In a blog post last week, Horn detailed how one modification to the Android kernel implemented by Samsung on its Galaxy A50 – a modification seemingly intended to make the smartphone more secure – actually introduces bugs that make it less so.
Called PROCA, it appears designed to limit an attacker who has already gained read/write access to the kernel.
"[It] seems futile, and engineering resources would have been better spent preventing an attacker from getting to that point in the first place," Horn wrote.
He provided a comprehensive technical explanation of how PROCA can be exploited to potentially allow an attacker to gain access to sensitive data stored on the device. He noted that the alterations made by Samsung meant that the A50 is even susceptible to an old Android bug that was fixed by a patch more than a year ago.
"In my opinion, some of the custom features that Samsung added are unnecessary, and can be removed without any loss of value."
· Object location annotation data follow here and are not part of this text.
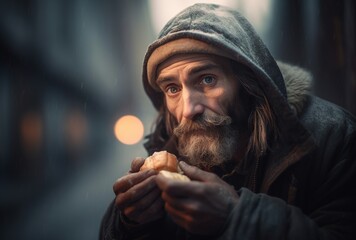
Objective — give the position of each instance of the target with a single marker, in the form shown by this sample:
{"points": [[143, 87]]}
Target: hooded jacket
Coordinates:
{"points": [[306, 189]]}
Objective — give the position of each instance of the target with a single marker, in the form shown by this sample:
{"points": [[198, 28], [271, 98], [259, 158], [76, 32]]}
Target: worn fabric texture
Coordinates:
{"points": [[306, 185]]}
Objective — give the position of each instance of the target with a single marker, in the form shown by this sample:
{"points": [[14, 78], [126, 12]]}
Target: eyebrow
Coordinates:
{"points": [[194, 70]]}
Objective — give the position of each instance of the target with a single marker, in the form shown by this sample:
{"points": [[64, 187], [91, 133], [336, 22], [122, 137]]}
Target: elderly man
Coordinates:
{"points": [[266, 159]]}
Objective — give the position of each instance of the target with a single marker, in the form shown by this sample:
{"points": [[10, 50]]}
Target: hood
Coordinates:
{"points": [[232, 36], [226, 30]]}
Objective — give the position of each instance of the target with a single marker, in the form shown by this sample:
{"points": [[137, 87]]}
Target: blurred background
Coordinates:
{"points": [[70, 69]]}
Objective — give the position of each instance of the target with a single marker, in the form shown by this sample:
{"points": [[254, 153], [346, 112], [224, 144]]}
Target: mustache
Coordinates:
{"points": [[205, 121]]}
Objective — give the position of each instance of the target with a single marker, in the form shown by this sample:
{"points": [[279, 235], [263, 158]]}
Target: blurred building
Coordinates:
{"points": [[70, 69]]}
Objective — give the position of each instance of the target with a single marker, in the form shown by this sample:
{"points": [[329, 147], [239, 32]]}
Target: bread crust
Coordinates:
{"points": [[166, 163]]}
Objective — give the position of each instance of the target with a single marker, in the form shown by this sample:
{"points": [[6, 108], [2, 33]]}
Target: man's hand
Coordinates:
{"points": [[137, 194], [201, 206]]}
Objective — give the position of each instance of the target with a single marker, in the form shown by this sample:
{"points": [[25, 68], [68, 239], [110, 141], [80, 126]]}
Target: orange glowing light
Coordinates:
{"points": [[129, 129]]}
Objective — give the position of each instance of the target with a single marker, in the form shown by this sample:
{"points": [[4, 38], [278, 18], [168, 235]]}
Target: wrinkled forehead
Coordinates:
{"points": [[205, 61], [177, 47]]}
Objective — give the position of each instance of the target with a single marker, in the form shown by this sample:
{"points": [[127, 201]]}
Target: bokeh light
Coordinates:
{"points": [[129, 129]]}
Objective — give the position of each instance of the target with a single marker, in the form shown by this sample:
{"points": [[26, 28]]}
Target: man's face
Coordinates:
{"points": [[195, 83], [200, 91]]}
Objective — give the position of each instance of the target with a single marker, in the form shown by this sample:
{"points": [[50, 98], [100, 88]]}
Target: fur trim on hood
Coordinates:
{"points": [[298, 84]]}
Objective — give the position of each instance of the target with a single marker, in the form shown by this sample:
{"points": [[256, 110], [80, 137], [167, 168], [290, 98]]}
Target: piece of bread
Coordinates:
{"points": [[174, 176], [161, 161], [166, 163]]}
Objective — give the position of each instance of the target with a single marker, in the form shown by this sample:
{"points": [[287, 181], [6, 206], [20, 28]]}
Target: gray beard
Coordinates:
{"points": [[210, 147]]}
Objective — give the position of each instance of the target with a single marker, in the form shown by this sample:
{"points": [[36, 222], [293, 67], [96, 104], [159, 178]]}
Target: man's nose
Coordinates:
{"points": [[192, 104]]}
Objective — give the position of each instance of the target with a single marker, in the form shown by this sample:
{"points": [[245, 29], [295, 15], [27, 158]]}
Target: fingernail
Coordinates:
{"points": [[182, 163]]}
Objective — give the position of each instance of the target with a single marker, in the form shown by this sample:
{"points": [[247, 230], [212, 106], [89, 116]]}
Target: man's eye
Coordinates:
{"points": [[172, 90], [208, 80]]}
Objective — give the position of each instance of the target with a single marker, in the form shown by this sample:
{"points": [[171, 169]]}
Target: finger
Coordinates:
{"points": [[138, 207], [178, 216], [180, 189], [154, 212], [195, 173], [126, 182], [136, 164], [136, 192]]}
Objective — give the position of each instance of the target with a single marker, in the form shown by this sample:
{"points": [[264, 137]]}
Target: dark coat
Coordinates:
{"points": [[303, 187]]}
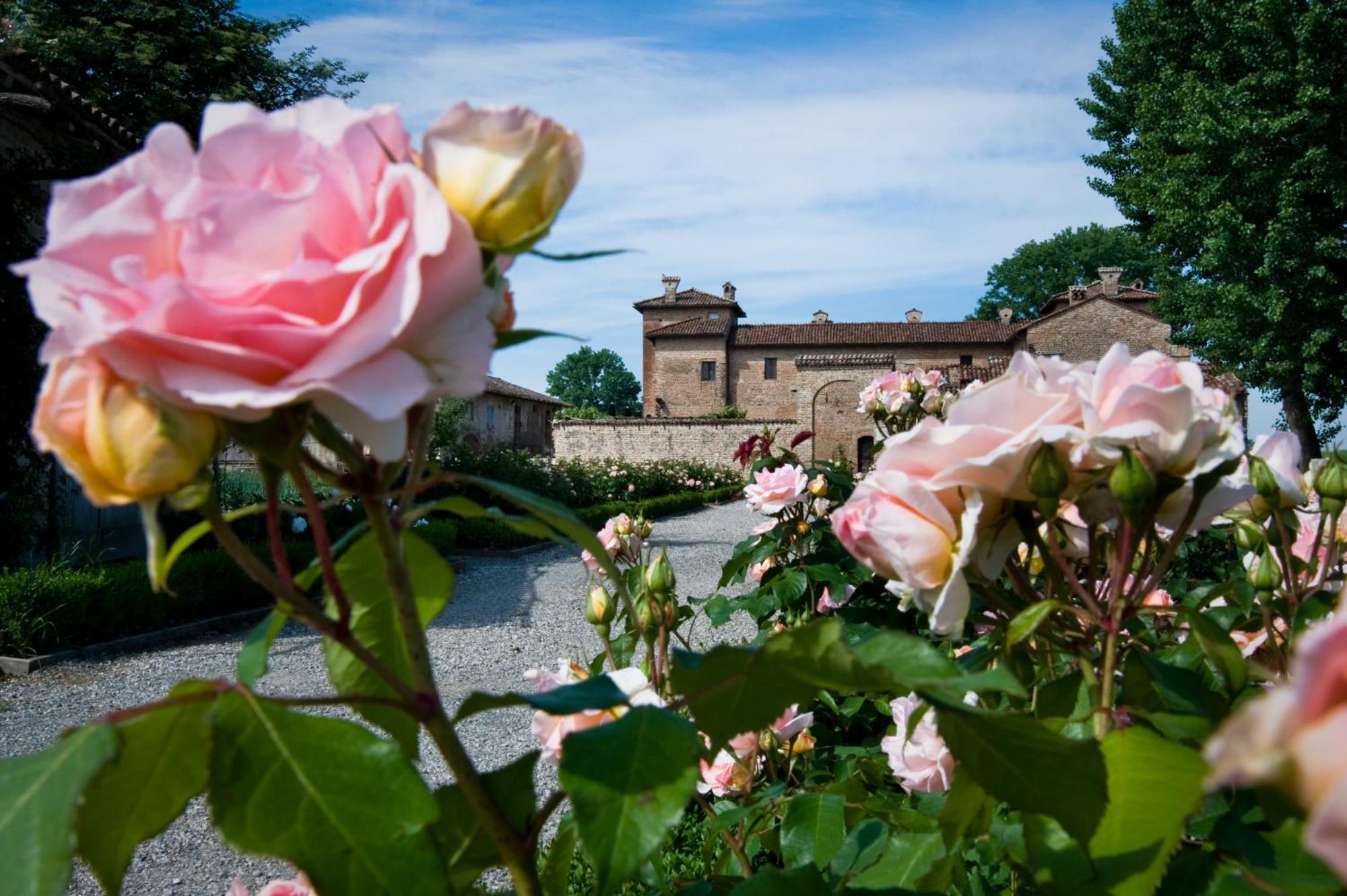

The tone of Horn's article implied that the Samsung example is just the tip of the iceberg. No other vendors were named, but it can be inferred that this is not an isolated incident.
"The way Android device branches are currently maintained is a security problem," Horn said.
The case also highlights the difficulty Android OEMs face when they try to differentiate by adding features – however subtle – to the operating system.
Android has become more locked down over the years, as Google seeks to ensure the quality and security of the OS. This is understandable. It doesn't want Android's reputation tarnished by phone makers bringing out shoddy products that don't work properly or worse, that leave customers vulnerable to hackers.
The industry has its work cut out trying to protect Android users though, which would explain Samsung's motive.
According to McAfee's most recent threat report, more than 1.5 million new malware programmes were identified in the first quarter of 2019.
"Mobile malware running on the Android operating system is the most prevalent at this time, driven by the ease of installing new applications from third-party sources," noted Crowdstrike in its 2019 Mobile Threat Landscape report.
Indeed, rogue apps are one of the most common ways for a user to unwittingly install malware on their handset.
Crowdstrike also warned that mobile antivirus software is less mature than its desktop equivalent, making it easier for attackers to access a mobile device undetected.
As a result, Android OEMs are increasingly using hardware to enhance the security of their products.
Counterpoint Research released a report last week showing that one third of all smartphones sold in 2019 had embedded hardware security, which represents a 39 percent increase on 2018.
"The secure element is a coprocessor within the SoC which assures tamper-resistance and is capable of securely hosting applications," said Neil Shah, vice president of research at Counterpoint.
Different vendors have different ways of implementing the technology, he explained, but they all share the common goal of making it harder for attackers to compromise devices and gain access to sensitive data.
"Secure chipsets like secure elements, PUFs (physical unclonable functions), and TPMs (trust platform modules) embedded in the smartphone are currently the best solution to meet increased security needs," said Counterpoint Research analyst Satyajit Sinha.
With that in mind, poking around in Android's code – however well-intentioned – seems unwarranted, and that when it comes to security, hardware-makers should continue to focus on what they do best: hardware.